A estas alturas, cuando Pérez Molina ha publicado ya los nombres de algunos de sus favoritos, los colegas de Colom estarán buscando cajas en qué meter las fotos de familia y otras cositas de la oficina.
Como ha señalado Fernando Carrera, el nuevo mandatario da señas de querer seguir los pasos del gobierno Uneísta en algunas de sus políticas más importantes en materia de justicia, solidaridad social y economía, y esto es bueno. Sin embargo, la prueba de la realidad de tal intención estará en la continuidad de la gente.
El problema es que en Guatemala los cambios de funcionarios de la administración pública no terminan con el gabinete. Otros países cuentan con un servicio civil que mantiene la continuidad institucional, incluso a través de secretarios permanentes para cada cartera.
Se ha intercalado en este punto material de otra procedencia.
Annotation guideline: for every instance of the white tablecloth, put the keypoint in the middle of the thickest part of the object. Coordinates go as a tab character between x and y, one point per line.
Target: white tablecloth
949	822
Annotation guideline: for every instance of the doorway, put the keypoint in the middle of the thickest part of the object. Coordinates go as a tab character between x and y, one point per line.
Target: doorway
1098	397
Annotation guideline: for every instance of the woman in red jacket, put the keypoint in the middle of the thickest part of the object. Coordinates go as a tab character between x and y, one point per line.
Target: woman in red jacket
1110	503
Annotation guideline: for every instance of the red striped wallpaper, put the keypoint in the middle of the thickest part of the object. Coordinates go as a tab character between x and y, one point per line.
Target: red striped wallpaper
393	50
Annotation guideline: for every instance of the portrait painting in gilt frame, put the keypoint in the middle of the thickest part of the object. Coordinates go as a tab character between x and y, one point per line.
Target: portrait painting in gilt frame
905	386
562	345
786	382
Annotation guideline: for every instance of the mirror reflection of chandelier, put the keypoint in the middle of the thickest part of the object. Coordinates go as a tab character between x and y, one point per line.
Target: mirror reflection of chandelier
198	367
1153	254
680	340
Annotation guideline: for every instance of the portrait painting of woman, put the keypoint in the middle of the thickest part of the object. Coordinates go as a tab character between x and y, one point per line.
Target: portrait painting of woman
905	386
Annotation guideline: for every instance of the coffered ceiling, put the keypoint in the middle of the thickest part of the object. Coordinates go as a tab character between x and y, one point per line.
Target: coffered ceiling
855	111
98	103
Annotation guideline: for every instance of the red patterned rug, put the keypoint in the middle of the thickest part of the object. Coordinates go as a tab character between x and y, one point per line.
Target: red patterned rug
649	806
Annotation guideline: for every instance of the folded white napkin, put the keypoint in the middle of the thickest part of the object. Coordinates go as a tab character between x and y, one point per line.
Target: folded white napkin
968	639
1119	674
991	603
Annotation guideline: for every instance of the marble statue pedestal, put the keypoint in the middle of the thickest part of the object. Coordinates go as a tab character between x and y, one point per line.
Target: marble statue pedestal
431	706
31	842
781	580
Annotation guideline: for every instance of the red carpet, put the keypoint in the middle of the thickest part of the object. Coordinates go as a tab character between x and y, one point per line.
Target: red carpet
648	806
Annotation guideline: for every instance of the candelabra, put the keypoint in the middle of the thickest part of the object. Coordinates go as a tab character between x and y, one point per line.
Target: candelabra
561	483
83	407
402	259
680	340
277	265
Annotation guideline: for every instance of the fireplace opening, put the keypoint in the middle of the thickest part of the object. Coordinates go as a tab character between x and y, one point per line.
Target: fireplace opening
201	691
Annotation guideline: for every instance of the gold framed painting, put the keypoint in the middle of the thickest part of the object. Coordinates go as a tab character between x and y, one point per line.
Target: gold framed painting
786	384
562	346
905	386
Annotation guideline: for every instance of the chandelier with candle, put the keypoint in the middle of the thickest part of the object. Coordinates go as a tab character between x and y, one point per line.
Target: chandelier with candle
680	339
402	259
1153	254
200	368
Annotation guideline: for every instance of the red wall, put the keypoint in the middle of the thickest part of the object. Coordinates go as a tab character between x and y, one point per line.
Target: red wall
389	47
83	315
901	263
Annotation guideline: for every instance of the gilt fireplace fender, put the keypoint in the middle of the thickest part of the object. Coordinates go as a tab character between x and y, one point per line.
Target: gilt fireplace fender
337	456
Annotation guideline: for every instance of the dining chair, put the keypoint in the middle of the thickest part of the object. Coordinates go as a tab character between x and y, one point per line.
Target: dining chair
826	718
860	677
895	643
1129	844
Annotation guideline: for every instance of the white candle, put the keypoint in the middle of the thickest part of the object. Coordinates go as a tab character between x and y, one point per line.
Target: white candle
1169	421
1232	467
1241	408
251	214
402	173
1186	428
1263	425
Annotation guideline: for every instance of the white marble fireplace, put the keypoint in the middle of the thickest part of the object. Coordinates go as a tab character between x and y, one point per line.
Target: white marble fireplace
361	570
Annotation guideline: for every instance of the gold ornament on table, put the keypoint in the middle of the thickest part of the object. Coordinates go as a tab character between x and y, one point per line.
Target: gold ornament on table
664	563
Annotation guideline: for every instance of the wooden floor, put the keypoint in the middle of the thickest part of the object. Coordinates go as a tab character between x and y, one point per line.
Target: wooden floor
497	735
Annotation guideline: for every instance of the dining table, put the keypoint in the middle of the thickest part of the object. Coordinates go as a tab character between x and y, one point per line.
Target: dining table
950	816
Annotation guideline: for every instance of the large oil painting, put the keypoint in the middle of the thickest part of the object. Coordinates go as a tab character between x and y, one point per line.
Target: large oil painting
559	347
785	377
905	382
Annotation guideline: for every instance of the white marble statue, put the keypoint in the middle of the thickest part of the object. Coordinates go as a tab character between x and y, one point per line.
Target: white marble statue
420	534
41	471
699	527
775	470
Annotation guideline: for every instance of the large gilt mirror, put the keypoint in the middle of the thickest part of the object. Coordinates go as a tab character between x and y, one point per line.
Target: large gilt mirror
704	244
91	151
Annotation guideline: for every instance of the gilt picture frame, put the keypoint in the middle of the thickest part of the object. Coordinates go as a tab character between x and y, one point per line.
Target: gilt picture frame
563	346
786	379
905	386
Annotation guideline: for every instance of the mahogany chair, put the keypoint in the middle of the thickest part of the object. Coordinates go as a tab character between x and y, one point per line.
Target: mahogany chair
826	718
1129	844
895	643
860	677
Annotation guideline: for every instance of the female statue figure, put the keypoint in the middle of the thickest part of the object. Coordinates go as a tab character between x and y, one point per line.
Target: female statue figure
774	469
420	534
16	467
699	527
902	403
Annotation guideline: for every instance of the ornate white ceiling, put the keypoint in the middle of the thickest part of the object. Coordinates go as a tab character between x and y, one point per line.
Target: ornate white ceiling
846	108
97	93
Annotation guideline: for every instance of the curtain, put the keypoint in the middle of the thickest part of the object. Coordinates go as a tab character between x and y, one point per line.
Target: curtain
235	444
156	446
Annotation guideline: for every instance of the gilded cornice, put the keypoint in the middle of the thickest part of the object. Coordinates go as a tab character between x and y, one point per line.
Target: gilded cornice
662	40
Mientras tanto, en Guatemala los volátiles funcionarios políticos pretenden a la vez ser cabezas técnicas de la administración pública.
Peor aún, el cambio de personas en puestos de responsabilidad se extiende profundamente dentro de las respectivas burocracias. La pésima costumbre de ver la administración pública como botín para los activistas de campaña, hace que directores generales, directores de dependencias centrales y departamentales, técnicos e incluso maestros y jefes de centros y puestos de salud sepan que su empleo está en juego cada vez que hay cambio de gobierno. Los más timoratos esperan hasta que los alcanza la peste del desempleo. Los más avisados preparan con tiempo su currículum y salen a buscar trabajo por su cuenta. La administración pública termina subsidiando de hecho la formación de mandos medios para el sector privado.
El resultado es una pérdida dramática de experiencia y pericia dentro de la administración pública cada cuatro años. Si el gobierno tuviera un excedente de recursos humanos quizá no sería tan grave. Sin embargo, nuestro aparato público se parece a un desnutrido crónico: hueso y pellejo, nada de grasa. Cada técnico que parte se lleva un caudal precioso y muchas veces insustituible de conocimiento práctico, que luego otro tendrá que aprender laboriosamente y desde cero.
Quisiera creer que ante la ingente necesidad de cambiar la forma en que hacemos gobierno, Pérez Molina optara por evitar el despojo de talento en las instituciones. Sin embargo, sus nombramientos ministeriales ya dan señas del reparto corporatista de cada cuatro años. Como lotería cantada (“el Cacife”, “el tecnócrata”, “el médico-empresario”) vemos cómo los puestos de gabinete van quedando en manos de los sectores usuales. Esto mueve a pensar que en materia de cambio de servidores públicos también sucederá lo de siempre.
Naturalmente, cualquier solución, cualquier control sobre estas conductas dañinas tendrá que salir de los ciudadanos: de usted y de mí. Quizá lo primero sea que las instituciones de investigación y las universidades –en cuenta la generosa patrocinadora de Plaza Pública– usen sus recursos para hacer desde ya un inventario del personal público. Lo segundo será no aceptar los despidos masivos en la administración pública. No hay razón técnica, política, ni financiera que los justifique.